Spokesman James Tait said Lion Breweries, which markets Lion Red, Speights and Steinlager, would contribute its share to the group's 2005 net profit guidance of $230 million to $235 million.
This despite beer shipments falling 4.3 per cent in the first quarter of the 2005 financial year, the three months to December 31.
"The mainstream beer market in New Zealand has been challenging against the backdrop of an ongoing premiumisation of the overall market," Tait said yesterday.
"Within that context, the fact that Speights is in growth is a significant achievement. Accordingly, the outlook for our premium brands is positive - all of which are experiencing solid growth."
Tait added, referring to all of Lion Nathan's operations, that "you can see [from the profit guidance] from that we have confidence in the long-term health of the business".
Tait's comments came after the head of Lion Breweries, Julian Davidson, resigned amid market concerns about the health of the New Zealand brewing operations.
Lion Nathan said Davidson had decided that it was time for a change after three years at the helm. His resignation had nothing to do with the New Zealand unit's performance.

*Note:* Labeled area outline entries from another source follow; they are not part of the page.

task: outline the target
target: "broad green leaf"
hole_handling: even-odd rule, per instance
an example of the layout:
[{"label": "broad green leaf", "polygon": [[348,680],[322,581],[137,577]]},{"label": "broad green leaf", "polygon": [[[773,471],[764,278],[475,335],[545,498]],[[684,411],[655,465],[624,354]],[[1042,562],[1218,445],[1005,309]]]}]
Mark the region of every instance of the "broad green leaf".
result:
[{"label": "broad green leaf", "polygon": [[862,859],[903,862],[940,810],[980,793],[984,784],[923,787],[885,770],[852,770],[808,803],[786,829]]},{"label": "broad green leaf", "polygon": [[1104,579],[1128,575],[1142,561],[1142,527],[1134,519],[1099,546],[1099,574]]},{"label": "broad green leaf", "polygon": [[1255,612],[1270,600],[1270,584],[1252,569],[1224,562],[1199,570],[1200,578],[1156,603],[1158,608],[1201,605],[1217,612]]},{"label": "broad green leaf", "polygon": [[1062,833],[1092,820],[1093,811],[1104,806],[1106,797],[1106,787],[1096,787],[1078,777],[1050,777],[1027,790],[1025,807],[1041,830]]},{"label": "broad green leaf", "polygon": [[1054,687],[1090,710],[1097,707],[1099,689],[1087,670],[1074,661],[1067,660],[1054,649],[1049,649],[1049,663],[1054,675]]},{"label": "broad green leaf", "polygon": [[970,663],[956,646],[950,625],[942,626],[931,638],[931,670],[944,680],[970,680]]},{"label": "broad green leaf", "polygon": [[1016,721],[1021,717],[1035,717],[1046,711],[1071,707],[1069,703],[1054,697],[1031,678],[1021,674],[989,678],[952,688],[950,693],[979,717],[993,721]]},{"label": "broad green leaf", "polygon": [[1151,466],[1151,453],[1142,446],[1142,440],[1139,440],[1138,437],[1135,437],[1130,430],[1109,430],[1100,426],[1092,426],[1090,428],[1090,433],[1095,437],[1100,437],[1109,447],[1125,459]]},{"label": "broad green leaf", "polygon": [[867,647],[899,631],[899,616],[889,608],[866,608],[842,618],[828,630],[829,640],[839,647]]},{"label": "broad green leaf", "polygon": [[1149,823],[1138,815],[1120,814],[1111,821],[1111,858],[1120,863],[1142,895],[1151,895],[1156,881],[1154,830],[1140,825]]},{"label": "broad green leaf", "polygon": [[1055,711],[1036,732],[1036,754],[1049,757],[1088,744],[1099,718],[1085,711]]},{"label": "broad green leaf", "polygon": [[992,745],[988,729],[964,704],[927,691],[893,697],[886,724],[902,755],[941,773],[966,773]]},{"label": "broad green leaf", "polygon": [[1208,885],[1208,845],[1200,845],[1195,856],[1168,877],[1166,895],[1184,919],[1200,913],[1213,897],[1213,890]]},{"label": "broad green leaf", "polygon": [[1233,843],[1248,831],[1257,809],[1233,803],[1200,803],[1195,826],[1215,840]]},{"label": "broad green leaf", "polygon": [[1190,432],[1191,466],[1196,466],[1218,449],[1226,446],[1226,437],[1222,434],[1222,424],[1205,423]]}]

He would be replaced by Lion Nathan's Kiwi wine and spirits boss, Peter Kean.
Transtasman analysts said their concerns about Lion Breweries' performance were linked to the New Zealand economy, smoking bans, imported beverages displacing Lion's sales volume and increased competition for market share.
At 5pm yesterday, Lion Nathan shares were unchanged at $8.10, having gained more than 21 per cent in the past year.